Still, when I glanced toward those empty seats, something inside me faltered. I fixed my eyes ahead on David, the man waiting for me at the altar. He smiled.
He was calm—the kind of calm that comes from building engines for a living. David never served in the military, but he understood structure, reliability, and quiet courage. That was enough.
When I reached him, he took my hand, and for a moment, I forgot every absence in the room. The ceremony moved like clockwork. The chaplain—an old Navy friend—spoke softly about loyalty and endurance.
Every word carried double weight for me: loyalty and endurance in family. When it came time for the vows, my voice didn’t shake. I’d promised my country everything before.
Promising David felt simple in comparison. After the applause, the music, and the line of guests shaking our hands, the night blurred into laughter and champagne. David’s family danced.

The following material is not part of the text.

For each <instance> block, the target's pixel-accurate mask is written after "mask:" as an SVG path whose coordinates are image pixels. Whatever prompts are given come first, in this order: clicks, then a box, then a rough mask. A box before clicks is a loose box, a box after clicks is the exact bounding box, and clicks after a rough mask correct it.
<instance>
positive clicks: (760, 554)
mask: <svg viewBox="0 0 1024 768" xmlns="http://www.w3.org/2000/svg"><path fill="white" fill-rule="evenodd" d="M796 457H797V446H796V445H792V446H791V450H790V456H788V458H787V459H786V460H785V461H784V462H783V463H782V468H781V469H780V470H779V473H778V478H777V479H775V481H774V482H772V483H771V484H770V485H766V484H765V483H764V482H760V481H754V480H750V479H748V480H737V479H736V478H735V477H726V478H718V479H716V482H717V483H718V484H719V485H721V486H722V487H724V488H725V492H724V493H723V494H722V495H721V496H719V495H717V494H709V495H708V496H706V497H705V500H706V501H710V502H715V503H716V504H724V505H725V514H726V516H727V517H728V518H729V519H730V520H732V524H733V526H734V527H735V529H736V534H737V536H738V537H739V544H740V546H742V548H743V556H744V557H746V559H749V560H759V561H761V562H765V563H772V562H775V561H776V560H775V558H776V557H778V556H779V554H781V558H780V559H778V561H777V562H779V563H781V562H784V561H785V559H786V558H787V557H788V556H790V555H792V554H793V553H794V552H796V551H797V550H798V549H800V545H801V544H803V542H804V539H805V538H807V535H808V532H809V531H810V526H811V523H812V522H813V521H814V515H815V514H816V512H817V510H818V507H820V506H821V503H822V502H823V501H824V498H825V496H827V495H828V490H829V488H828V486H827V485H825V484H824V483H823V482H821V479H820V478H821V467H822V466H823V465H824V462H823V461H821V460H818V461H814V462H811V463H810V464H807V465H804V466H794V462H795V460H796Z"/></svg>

His mother hugged me and whispered, “You have us now.” It was meant as comfort, but it stung more than it healed. I kept glancing at the door, half expecting my father to walk in late, making an entrance with some excuse about traffic. He didn’t.
Neither did my mother nor my brother, whose last text months ago simply said, “Don’t expect much from us.”
Later, when the guests were gone, David and I sat on the hotel balcony overlooking the harbor. Ships glowed in the distance, engines humming low against the night. I sipped champagne, but it tasted like salt.
My phone sat on the table—screen dark, still waiting for a message that wouldn’t come. “You don’t have to keep waiting, M,” David said softly. “I know,” I said, though a part of me didn’t.